Jobless ‘Recovery’, And Here’s Why

Top 10 Reasons for Obama’s Jobless Recovery

by Donald Lambro

1. Stimulus package didn’t stimulate: The economy is growing too slowly under President Obama’s failed government-spending stimulus because it lacks any incentives for increased private investment, risk taking, venture-capital formation and new business formation, the basis of new job creation. The mediocre economic-growth rate is not strong enough to drive down a nearly 10% unemployment rate. (It’s approaching 12% in Florida.)

2. Business uncertainty: Widespread uncertainty across the business community about Obama’s job-killing tax, spending and regulatory agenda that has prevented businesses from expanding and hiring more workers and reinvesting an estimated $1.8 trillion in reserve funds.

3. Tax uncertainty: No uncertainty is more paralyzing than the administration’s plan to allow President Bush’s 2001 and 2003 top tax cuts on dividends, capital gains and upper incomes to expire at the end of this year, raising them at a time when the economy and businesses are still struggling in a weak economic environment.

4. Tax impact: Private investment is the life blood of a dynamic and growing economy and the wellspring of all new jobs. If Obama goes through with his plan to let the Bush tax cuts expire, small business, family-owned enterprises, working families, investors and retirees will be hit by very large tax hikes that will weaken capital reinvestment and kill job creation.

5. Government spending: The more money that government takes from the economy to feed an insatiable spending binge, the less there is in the private sector to create new jobs.

6. Obamacare impact: Obamacare’s job killing impact on businesses large and small has been swift and undiscriminating. Soon after Obama signed the bill, major corporations were forced to take billions of dollars in new charges on their profit line to cover the increased cost of the new law. Major firms like Boeing, Caterpillar, John Deere & Co. and Illinois Tool Works, among others saw their tax deductions for companies offering drug benefits had been cut to pay for the plan’s nearly $1 trillion cost.

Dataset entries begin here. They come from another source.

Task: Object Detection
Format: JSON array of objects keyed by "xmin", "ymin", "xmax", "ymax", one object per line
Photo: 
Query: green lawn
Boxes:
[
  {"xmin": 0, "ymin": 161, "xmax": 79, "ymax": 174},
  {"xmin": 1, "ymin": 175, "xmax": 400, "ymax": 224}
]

7. Financial regulation bill: This sweeping government regulation legislation will raise costs throughout the entire banking and financial regulation industry. That will mean higher costs for consumers and in turn force the industry to prune payrolls or other cost-cutting moves to bolster their bottom line earnings.

8. Energy cap-and-trade taxes: The so-called climate-change tax bill that Democrats passed in the House, and has been stalled in the Senate, was one of the biggest economic uncertainties threatening economic growth and job formation. It would impose sharply higher, job-killing energy costs across the nation’s entire energy industry, hurting producers, businesses and manufacturers, and consumers. U.S. businesses, to avoid the tax, would have to move plants elsewhere to avoid the tax, moving jobs out of the country.

9. Economic restructuring: One of the big reasons for slower job growth stems from our economy’s ability to boost productivity with fewer workers through increased technology, mechanization and other production innovations. Faster economic growth would increase hiring in all of business sectors and new business formation would lift our economy to a much higher employment rate. Lower business tax rates, faster depreciation of capital purchases for new equipment, zeroing out capital gains and dividend tax rates to unlock new capital investment for start-up companies would spark an explosion in new firms and hiring.

10. Minimum wage: No government initiative has killed more entry-level jobs than the higher minimum wage. Congress pushed up the federal minimum wage in the midst of a severe recession, from $6.55 in 2008 to $7.25 in 2009. Small businesses struggling to survive in the downturn were hurt most and quickly cut their payrolls. Unemployment shot way up for younger workers, especially among blacks, Hispanics and other unskilled minorities. Almost half of blacks between 16 and 34 are jobless, up 13% since March 2008.